Myth 1. Anxiety is natural
Anxiety might be common but it isn’t natural. The fact that anxiety rates in present-day Africa and Asia are far lower than in the West points to this, as does the fact that it is rarely appears in very young children. It is arousal that is ‘natural’ and anxiety is an exaggerated, worrisome version of that. Anxiety disorders of the kind seen in psychotherapy are created when the person fuses with worry, perfectionism, self-judgment, guilt and other wrong thinking habits.
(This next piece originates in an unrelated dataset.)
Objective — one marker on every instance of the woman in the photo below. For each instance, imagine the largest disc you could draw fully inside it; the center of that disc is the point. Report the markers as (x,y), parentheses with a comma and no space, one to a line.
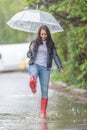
(41,53)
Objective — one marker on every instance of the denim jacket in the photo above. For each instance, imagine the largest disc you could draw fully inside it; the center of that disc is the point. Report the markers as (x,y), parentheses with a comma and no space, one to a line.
(50,56)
Myth 2. Worrying can be useful
While finding solutions to concerns you can do something about can be helpful worry is not useful at all. The problem with worry is that it tends to focus on catastrophes that probably will not happen, or on issues you cannot influence. Concerns, by contrast, relate to real life problems that are there right in front of you and which you can influence – meaning you can reduce the problem, find a solution, or get some help.
Myth 3. Tranquillisers are the solution for anxiety disorders
Benzodiazepines such as Valium, Librium and Xanax are only effective for a few weeks before the effects wear off. Anti-depressants such as Citalopram smother the anxiety but don’t remove the problem or its cause.
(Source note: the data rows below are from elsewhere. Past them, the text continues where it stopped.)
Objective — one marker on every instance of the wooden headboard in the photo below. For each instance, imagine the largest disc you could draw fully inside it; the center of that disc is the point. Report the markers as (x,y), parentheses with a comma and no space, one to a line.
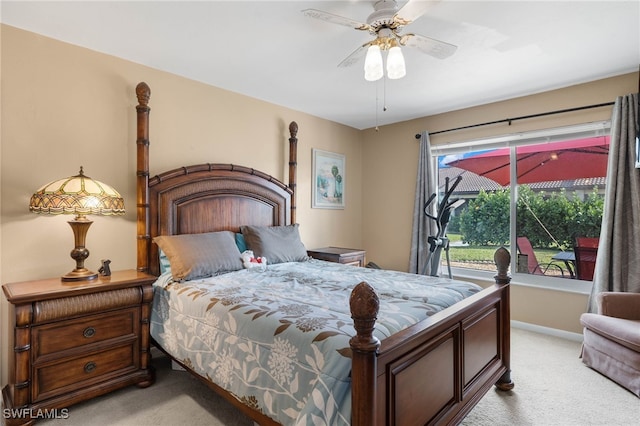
(204,197)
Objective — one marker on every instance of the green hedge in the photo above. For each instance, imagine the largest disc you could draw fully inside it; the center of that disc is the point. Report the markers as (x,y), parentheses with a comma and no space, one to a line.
(485,220)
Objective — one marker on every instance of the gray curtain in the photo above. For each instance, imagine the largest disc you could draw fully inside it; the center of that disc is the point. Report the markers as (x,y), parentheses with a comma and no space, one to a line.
(617,265)
(423,227)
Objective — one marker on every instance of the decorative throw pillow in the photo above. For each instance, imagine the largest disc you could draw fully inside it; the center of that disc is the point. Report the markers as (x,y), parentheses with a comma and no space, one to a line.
(200,255)
(277,243)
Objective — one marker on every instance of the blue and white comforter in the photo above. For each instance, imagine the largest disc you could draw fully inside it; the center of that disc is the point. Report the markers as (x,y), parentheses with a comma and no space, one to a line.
(278,339)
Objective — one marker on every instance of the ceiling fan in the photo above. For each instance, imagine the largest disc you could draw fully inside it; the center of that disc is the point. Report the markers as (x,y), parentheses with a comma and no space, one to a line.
(386,24)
The problem with using sedatives is that they mask the symptoms without taking away the fundamental cause – which is wrong work of the mind.
Myth 4 You need to understand the cause of your anxiety in order to work with it
The only ’cause’ you need to know about is that anxiety is that it is triggered by negative thinking which, in turn, sets off the alarm system centred on the amygdala. It is not necessary to establish where the negative thoughts came from. In fact, in many cases exploring the source of the problem can worsen the anxiety. This is because dwelling on past history fosters the idea that anxiety is ‘deep-rooted’ or has ‘become part of my personality’ and is therefore difficult to remove. Plus, of course, dwelling on negative thoughts brings on the problem again.
Myth 5 Anxiety is caused by stress.
Since stress is now a meaningless term it cannot be the cause of anything. See my article on this here. The cause of stress is right there in the conscious, worrying mind; it isn’t triggered by external events.
Myth 6. Positive thinking is a solution for anxiety
Positive thinking typically involves people telling themselves half-truths like ‘I can conquer all my fears’, ‘I am a wonderful person’, or ‘I am strong/confident/invincible, etc’. The problem is that affirmations can make the problem worse if the person does not really believe in them. Thus strengthening the underlying belief that nothing can be done about anxiety. The correct approach to anxious thoughts is to defuse from them, not to try and replace them.
Myth 7. Anxiety is difficult to resolve.
Anxiety is straightforward to solve, although it may entail some hard work . The hard bit is training yourself daily to switch your attention away from it. That is why Mindfulness is an effective tool in the treatment of anxiety. I speak as someone who between the ages of 18 and 33 had anxiety most days, and panic attacks several times a month. I rarely have the problem now.